使用 SQL 进行数据分析。
Requirement
This test is designed to give us a sense of your SQL, data analysis skills,
and experience in managing large datasets. Below are some important things to
remember:
- You have one opportunity only
- You will have 72 hours
- There are 3 questions on SQL, statistical analysis, and spatial analysis on larger data set (around 160M)
- You need to submit your answer together with the code used.
- There are two datasets in the exercise, both are downloadable through provided links in the exercise.
You should have Python, R, or your preferred data analysis tools installed
prior to beginning. For the spatial analysis in problem 3, you will also need
software or a package able to handle point-in-polygon, specifically, lat/long
inside a geofence (e.g. psql/PostgreSQL). You will also want to have US State
shapefiles pre-loaded before you begin.
Problem 1 SQL Querying
Consider the following database, where server timezone is UTC. Please answer
the following question using SQL (it does not matter which version of SQL is
used)
Table Name: trips
Column Name | Data Type |
---|---|
uuid | Integer (key) |
driver_uuid | Integer (foreign keyed to driver.uuid) |
city_uuid | Integer (foreign keyed to city.uuid) |
status | Enum(‘completed’, ‘cancelled’) |
request_at | Timestamp with timezone |
completed_at | Timestamp with timezone |
Table Name: driver | |
Column Name | Data Type |
— | — |
uuid | Integer (key) |
is_test_account | Boolean |
Table Name: city | |
Column Name | Data Type |
— | — |
uuid | Integer (key) |
timezone | Character varying |
city_name | Character varying |
country_name | Character varying |
- A. Provide a SQL query which returns to % of total drivers which are NOT test accounts.
- B. Provide a SQL query which returns the total number of trips which were completed (HINT: see status) in 2016 UTC time; please exclude all trips associated with driver test accounts.
- C. Provide a SQL query which gives the average number of trips per driver by city for trips requested in January 2017 local time (HINT: use timezone) filtered on country_name = ‘United States’ and on cities where there were at least 100,000 trips during the time period.
- D. Provide SQL queries that do the following.
- a. For each trip in the trips table, compute the driver’s historical cancellation rate prior to that trip (Hint: order by request_at).
- b. For each trip in the trips table, compute the driver’s cancellation rate in the last 100 trips prior to that trip.
- c. Exclude all trips associated with driver test accounts.
- d. Create a table with the following schema:
Column Name Data Type
driver_uuid | Integer (unique identifier of driver)
trip_uuid | Integer (unique identifier of trip)
pct_cancelled | Double (cancellation rate in all historical trips prior to
current trip from current driver)
pct_cancelled_last100 | Double (cancellation rate in the last 100 trips
prior to current trip from current driver)

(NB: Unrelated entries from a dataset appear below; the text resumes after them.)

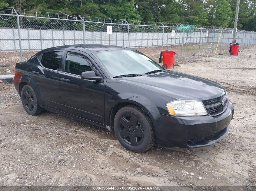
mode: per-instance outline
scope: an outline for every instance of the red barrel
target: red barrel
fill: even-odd
[[[240,47],[240,45],[231,44],[229,46],[231,47],[230,55],[233,55],[234,56],[238,56],[238,53],[239,52],[239,48]]]
[[[174,68],[174,60],[176,51],[162,50],[163,54],[163,64],[166,66],[167,69],[172,69]]]

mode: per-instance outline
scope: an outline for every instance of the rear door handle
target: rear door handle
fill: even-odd
[[[39,74],[39,72],[37,71],[32,71],[32,73],[34,73],[34,74]]]
[[[61,80],[62,81],[70,81],[70,80],[68,79],[67,79],[66,78],[61,78]]]

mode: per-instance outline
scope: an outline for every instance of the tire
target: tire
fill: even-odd
[[[142,152],[155,144],[155,136],[150,119],[138,107],[121,108],[115,116],[114,128],[118,140],[128,150]]]
[[[44,110],[38,104],[35,94],[30,86],[26,85],[23,86],[21,97],[23,107],[28,114],[35,115],[43,112]]]

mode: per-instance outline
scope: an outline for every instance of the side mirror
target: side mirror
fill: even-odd
[[[94,71],[91,70],[84,72],[81,74],[81,78],[85,80],[91,80],[95,81],[100,81],[102,78],[96,76]]]

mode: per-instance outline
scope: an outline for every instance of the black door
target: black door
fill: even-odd
[[[81,73],[94,70],[96,63],[82,52],[67,51],[59,83],[60,103],[64,112],[104,124],[105,80],[81,78]],[[98,75],[100,75],[98,73]]]
[[[44,105],[60,110],[58,79],[64,53],[52,51],[38,55],[31,69],[32,77],[36,83]]]

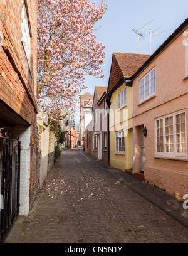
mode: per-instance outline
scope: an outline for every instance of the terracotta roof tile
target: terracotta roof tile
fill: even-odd
[[[132,77],[150,56],[147,54],[113,53],[108,93],[122,78]]]
[[[97,92],[98,100],[102,97],[102,95],[103,94],[104,92],[106,92],[108,88],[107,86],[95,86],[95,88],[96,90],[96,92]]]
[[[138,53],[113,53],[125,77],[130,77],[150,56]]]

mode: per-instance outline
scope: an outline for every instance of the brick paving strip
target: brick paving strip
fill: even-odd
[[[65,151],[4,243],[187,243],[182,203],[80,149]]]

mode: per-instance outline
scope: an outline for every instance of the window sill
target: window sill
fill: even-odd
[[[187,75],[184,79],[182,79],[182,81],[185,81],[188,79],[188,75]]]
[[[145,100],[143,100],[142,102],[140,102],[137,105],[138,105],[138,106],[140,106],[140,105],[142,105],[143,103],[144,103],[144,102],[147,102],[147,101],[150,100],[151,99],[154,98],[155,97],[156,97],[156,94],[155,94],[155,95],[152,95],[152,96],[150,96],[149,98],[146,99]]]
[[[127,107],[127,104],[123,105],[122,107],[120,107],[118,109],[117,111],[120,110],[121,109],[123,109],[125,107]]]
[[[164,160],[175,160],[175,161],[188,161],[187,157],[182,156],[182,157],[168,157],[168,156],[155,156],[154,157],[155,159],[164,159]]]

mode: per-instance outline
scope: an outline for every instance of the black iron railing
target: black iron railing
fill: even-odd
[[[19,212],[20,149],[18,139],[0,136],[0,243]]]

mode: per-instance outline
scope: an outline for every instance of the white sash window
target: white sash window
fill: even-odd
[[[30,65],[30,48],[31,48],[31,38],[28,26],[26,11],[25,9],[23,0],[22,0],[22,11],[21,11],[21,31],[23,45],[25,51],[25,53]]]

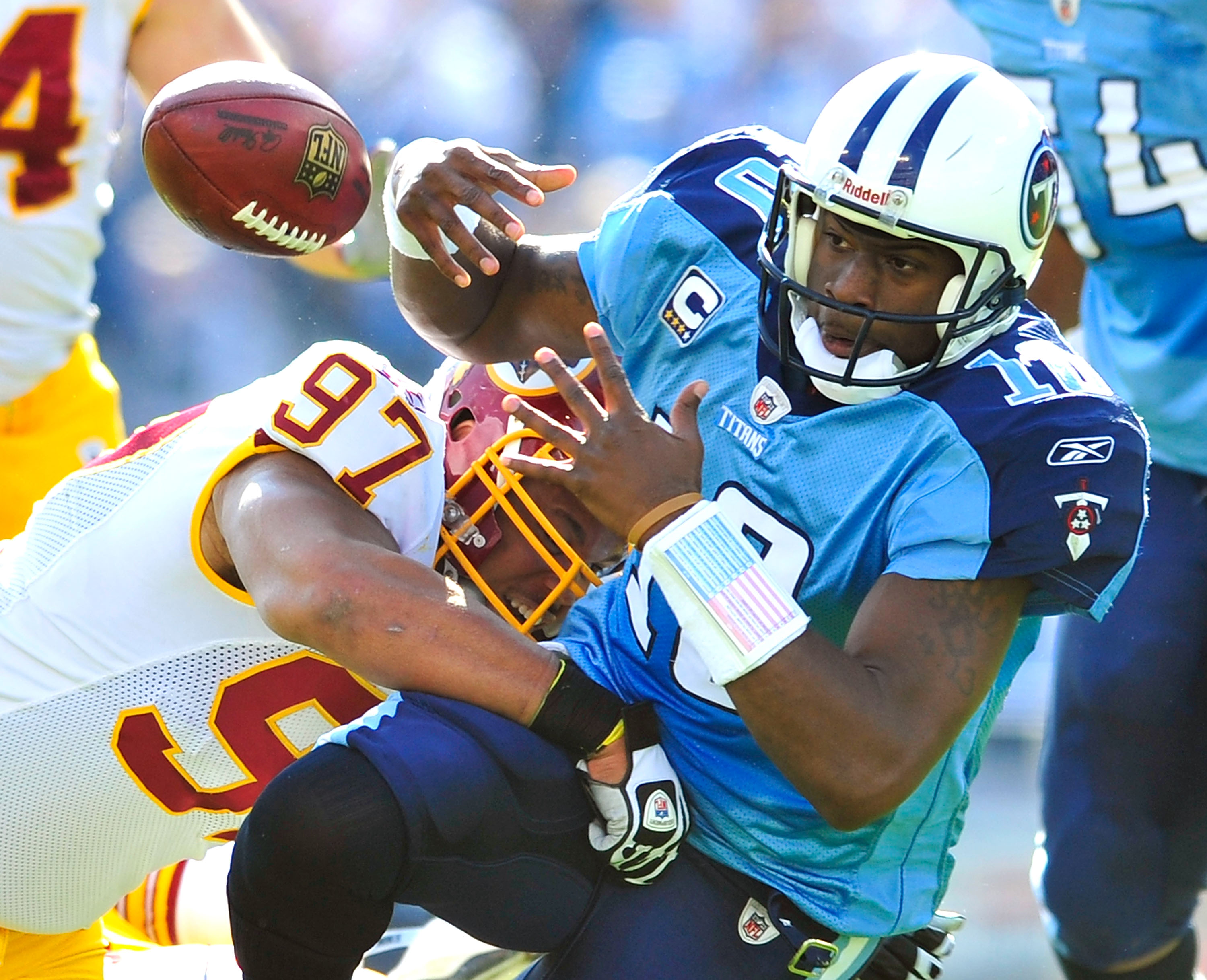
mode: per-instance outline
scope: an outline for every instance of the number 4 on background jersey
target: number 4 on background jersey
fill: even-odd
[[[74,118],[78,10],[29,11],[0,42],[0,153],[19,159],[8,185],[13,211],[71,194],[64,152],[83,127]]]
[[[1008,75],[1044,113],[1053,134],[1060,133],[1060,116],[1051,78]],[[1150,183],[1144,171],[1139,134],[1139,82],[1135,78],[1098,81],[1102,112],[1094,132],[1102,138],[1102,170],[1110,194],[1110,210],[1119,217],[1150,215],[1166,208],[1182,212],[1186,234],[1207,241],[1207,169],[1194,140],[1172,140],[1150,147],[1161,180]],[[1098,258],[1102,247],[1081,217],[1073,182],[1061,164],[1060,222],[1069,243],[1084,258]]]

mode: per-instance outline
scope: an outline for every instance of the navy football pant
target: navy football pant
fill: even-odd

Problem 2 Data Quality / Data Analysis
This problem uses a mock dataset (‘mock_accident_data.csv’). Please download
the file and confirm you have received 7,911 rows. The dataset includes trip
miles and reported accidents by month, city, product (e.g. UberX, UberEATS),
and segment (e.g. segmentation for drivers, riders, or trips). The safety and
insurance team is interested in understanding reported accident rate, namely
total reported accidents per million miles.
Please include any code / formulas (R, Python, SQL, etc.) you wrote for the
analysis in your response and delete the dataset when you have finished with
the challenge.
Using the attached dataset, please do the following:
- A. Perform any cleaning, exploratory analysis, to identify any unusual or bad data. What adjustments would you make to the dataset before analyzing further?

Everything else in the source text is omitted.